5. Research trusted third-party ratings
Trusted third-party ratings may provide a snapshot of a company’s performance and customer service. For example, customer satisfaction scores from J.D. Power may show how top carriers compare to one another and meet the needs of policyholders. AM Best and Standard & Poor’s provide financial strength ratings that may indicate a carrier’s historical ability to pay out claims. Lastly, complaint index scores from the National Association of Insurance Commissioners (NAIC) show how many complaints have been filed against a company compared to the expected number based on its size.
Evaluating your communication with a home insurance carrier and how you manage your policy is also something you may want to consider. For example, if you live in a remote area, you may place emphasis on carriers who provide highly-rated digital tools so you can manage your policy fully online.
These metrics may help you get a complete picture of how satisfied you may be with a company’s service and claims process.
Frequently asked questions
If you want to find the cheapest home insurance company for your unique situation, it typically helps to compare personalized quotes from multiple home insurance providers. Obtaining quotes from a number of different insurance companies will let you compare the cost and coverage to determine which option may be the cheapest for the type and amount of coverage you need.
Unlike car insurance, home insurance is not required by federal or state laws. If you take out a loan to purchase your home, however, most mortgage lenders will require a homeowners insurance policy. The right homeowners insurance policy will provide financial protection for covered events, which prevents you from having to pay for certain types of damage out of pocket. Given the level of financial protection it provides compared to the typical cost, even homeowners who have paid off their homes may find a policy worthwhile.
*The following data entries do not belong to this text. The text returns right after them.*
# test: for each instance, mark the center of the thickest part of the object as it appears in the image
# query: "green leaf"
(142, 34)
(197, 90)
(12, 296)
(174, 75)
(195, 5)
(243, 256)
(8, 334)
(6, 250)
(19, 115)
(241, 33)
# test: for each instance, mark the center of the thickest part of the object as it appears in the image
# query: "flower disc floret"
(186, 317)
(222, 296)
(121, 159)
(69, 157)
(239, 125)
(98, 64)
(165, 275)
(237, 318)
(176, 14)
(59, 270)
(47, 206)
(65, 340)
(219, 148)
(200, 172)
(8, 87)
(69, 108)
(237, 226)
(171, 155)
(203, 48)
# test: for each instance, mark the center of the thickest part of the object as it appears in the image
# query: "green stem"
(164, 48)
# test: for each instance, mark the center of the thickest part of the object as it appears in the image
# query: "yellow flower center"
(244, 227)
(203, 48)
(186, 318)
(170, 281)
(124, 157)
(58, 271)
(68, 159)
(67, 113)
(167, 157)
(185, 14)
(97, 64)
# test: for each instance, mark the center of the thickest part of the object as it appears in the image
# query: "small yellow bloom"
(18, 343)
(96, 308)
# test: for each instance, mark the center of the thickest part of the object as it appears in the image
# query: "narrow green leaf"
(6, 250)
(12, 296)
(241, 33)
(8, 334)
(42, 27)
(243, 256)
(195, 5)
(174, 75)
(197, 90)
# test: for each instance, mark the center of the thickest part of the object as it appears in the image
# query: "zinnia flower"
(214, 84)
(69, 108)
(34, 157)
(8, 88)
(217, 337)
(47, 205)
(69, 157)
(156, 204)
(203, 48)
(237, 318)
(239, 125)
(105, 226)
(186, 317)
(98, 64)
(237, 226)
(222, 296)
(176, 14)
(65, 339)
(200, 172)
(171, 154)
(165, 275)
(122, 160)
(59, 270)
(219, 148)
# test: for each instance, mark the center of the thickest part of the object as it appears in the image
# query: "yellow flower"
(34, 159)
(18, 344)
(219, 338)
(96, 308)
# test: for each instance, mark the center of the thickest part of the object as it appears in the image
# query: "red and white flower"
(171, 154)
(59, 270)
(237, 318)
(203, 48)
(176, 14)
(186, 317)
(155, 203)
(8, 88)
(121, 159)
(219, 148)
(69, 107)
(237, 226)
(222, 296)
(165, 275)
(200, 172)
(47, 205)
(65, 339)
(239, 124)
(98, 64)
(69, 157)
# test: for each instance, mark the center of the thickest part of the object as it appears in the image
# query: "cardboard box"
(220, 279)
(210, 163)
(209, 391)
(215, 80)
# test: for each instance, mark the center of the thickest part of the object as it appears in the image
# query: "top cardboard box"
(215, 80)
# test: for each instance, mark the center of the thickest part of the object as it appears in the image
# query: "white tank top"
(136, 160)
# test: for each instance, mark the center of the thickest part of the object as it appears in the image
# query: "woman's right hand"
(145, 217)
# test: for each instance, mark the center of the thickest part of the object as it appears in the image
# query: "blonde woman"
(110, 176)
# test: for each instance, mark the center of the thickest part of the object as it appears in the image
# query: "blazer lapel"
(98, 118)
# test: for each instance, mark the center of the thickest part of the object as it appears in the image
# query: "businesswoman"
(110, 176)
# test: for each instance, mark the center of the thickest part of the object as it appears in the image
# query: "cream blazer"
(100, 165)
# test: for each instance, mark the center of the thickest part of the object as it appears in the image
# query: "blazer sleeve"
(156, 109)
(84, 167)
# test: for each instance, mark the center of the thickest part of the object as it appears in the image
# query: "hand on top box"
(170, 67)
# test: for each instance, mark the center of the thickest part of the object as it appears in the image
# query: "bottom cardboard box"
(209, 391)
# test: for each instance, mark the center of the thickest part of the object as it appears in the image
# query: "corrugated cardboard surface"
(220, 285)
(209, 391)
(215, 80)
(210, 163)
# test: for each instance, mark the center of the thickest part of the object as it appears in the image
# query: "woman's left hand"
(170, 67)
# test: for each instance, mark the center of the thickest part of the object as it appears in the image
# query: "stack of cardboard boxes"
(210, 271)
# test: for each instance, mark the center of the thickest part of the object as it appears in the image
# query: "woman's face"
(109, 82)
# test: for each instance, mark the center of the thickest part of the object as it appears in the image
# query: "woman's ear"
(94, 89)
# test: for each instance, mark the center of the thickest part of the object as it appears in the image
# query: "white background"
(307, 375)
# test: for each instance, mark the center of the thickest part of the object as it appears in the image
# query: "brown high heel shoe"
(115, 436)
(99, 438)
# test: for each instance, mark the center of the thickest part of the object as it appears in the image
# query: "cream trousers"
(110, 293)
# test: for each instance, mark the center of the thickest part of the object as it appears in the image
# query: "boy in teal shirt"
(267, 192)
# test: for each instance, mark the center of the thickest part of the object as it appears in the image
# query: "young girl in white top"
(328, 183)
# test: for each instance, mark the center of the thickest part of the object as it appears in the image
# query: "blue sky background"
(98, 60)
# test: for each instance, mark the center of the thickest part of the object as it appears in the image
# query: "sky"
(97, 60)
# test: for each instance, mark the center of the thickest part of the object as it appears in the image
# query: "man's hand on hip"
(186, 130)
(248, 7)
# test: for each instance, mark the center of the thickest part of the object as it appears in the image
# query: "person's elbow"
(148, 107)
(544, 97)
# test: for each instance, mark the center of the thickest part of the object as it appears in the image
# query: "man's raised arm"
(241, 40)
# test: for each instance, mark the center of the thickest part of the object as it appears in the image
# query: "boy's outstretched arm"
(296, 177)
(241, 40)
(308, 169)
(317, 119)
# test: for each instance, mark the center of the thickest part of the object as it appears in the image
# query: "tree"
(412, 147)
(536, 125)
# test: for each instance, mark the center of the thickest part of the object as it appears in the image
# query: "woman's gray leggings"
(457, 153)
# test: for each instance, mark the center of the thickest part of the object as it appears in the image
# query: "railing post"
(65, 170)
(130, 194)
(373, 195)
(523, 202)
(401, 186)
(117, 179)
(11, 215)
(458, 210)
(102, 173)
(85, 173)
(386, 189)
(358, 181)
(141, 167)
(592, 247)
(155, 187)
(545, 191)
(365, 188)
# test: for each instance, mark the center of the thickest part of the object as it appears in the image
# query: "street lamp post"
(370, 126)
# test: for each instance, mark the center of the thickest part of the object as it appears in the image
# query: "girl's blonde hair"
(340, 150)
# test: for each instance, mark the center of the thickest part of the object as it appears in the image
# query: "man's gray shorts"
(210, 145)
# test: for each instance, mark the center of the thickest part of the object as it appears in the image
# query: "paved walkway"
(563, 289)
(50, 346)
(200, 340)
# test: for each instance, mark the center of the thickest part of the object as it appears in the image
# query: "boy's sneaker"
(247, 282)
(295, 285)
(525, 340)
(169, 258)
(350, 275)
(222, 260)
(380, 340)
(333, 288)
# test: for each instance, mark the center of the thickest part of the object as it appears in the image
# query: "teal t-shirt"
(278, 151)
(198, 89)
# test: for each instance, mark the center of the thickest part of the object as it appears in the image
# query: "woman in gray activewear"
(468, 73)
Depending on the renovations and updates you’ve made to your home, these changes could now make it more expensive to rebuild your home after a covered claim. Because of this, you’ll likely want to speak to your home insurance company to see if any adjustments need to be made. But it’s not all bad news — some home insurance companies may even offer discounts or rate changes for making certain improvements to your home, like making it more energy efficient or adding a new roof.
There are several things you may be able to do to lower your cost of home insurance. In addition to the steps listed above, you may be able to further save on home insurance by evaluating your personal rating factors. In states that allow credit history as a home insurance rating factor, you may be able to save by improving your credit score. You may also be able to save by carefully evaluating damage before filing a claim. If the out-of-pocket cost to repair the damage is low, it may be worthwhile to repair the damage yourself and avoid potential rate hikes associated with filing a claim with your home insurance company.